I'm new to Hadoop and I've deployed the sandbox into a VM with 32GB of RAM.
However Hive queries and everything run very, very slowly.
Can it be of the VM?
Also I don't have multinodes, only a single node... can this deteriorate (considerably) the performance?
Many thanks in advance.
It could be many things.
1. What volume of data is under consideration in the Hive queries?
2. What file format is the data stored in?
3. How was the data prepared and loaded (sorting, partitioning, etc.)?
There isn't enough information in your question to really give anyone a single answer which will help you. You may have to explore a bit and provide more details...
Yes, a single node has limitations. It's not that it is intentionally deteriorating the performance, but just that the system is designed for scaling through parallelism, and you have just a single node, so you are limiting the abilities of the software to scale (if that is what is needed)
Sandbox is meant for tutorials and exploration of simple capabilities on small data. If you want to try the actual HDP software on real data, you can install a small multi-node cluster using the HDP installation processes documented at docs.hortonworks.com.

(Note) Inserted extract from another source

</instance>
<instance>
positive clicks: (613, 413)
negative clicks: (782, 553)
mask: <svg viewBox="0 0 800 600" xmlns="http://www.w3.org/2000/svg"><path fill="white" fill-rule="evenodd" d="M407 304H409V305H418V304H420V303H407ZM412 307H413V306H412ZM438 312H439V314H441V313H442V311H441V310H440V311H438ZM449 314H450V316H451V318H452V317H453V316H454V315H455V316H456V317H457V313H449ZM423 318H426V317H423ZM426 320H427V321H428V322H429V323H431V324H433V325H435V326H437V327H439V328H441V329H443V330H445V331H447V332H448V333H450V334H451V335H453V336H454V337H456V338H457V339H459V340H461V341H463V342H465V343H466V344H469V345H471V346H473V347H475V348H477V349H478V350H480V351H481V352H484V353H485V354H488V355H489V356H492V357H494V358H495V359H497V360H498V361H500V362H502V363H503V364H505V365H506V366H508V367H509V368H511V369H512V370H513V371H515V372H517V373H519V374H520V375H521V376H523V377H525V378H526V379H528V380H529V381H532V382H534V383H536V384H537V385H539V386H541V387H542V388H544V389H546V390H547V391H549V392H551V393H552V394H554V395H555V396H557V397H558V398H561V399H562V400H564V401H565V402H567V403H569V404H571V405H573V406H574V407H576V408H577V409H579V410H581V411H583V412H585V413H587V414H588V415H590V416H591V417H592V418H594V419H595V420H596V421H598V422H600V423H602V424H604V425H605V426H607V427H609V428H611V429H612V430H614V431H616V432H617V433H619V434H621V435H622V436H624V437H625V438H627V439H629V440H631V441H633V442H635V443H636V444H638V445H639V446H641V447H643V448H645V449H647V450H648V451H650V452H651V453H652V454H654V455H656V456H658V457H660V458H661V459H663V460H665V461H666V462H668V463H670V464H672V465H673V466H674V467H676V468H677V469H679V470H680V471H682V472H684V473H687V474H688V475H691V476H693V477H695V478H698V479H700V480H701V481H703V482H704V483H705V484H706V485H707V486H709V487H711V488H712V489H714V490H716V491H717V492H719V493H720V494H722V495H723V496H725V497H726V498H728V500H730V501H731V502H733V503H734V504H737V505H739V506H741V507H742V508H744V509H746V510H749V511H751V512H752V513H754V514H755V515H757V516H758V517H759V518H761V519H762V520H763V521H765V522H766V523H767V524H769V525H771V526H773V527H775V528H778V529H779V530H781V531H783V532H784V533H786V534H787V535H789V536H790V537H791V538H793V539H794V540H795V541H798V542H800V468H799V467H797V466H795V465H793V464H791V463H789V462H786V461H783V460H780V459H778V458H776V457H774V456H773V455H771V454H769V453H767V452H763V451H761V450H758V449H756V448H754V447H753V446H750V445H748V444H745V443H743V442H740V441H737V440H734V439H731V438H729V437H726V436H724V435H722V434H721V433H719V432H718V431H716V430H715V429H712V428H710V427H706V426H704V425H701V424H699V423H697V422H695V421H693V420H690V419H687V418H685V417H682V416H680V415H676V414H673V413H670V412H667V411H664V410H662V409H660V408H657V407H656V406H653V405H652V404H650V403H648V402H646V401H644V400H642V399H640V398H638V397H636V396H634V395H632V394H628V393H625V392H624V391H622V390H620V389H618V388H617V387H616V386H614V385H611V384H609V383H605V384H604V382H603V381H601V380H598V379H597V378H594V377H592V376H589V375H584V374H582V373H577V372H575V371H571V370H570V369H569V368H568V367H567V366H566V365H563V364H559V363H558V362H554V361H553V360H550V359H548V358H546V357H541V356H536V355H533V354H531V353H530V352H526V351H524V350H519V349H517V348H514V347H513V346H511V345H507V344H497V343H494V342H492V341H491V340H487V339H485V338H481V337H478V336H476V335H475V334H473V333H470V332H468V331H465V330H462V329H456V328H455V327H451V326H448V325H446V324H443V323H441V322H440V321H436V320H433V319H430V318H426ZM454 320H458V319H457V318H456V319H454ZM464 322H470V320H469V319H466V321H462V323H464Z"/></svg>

I am new to HDP Sandbox and also find it quite slow.
Using the example csv file from the getting started tutorial (https://hortonworks.com/tutorial/hadoop-tutorial-getting-started-with-hdp/), following cell takes 9 Seconds to execute.
val geoLocationDataFrame = spark.read.format("csv").option("header", "true").load("hdfs:///tmp/data/geolocation.csv")
Took 9 sec. Last updated by anonymous at June 25 2019, 3:02:48 PM.
I would expect only a view ms to load some csv file.
My VM setup is based on VmWare and has 10 GB Ram and 4 x 3.2 GHz.
Is there some benchmark with reference numbers to know expected execution times or some sort of profiling tool to be able to easily find bottlenecks?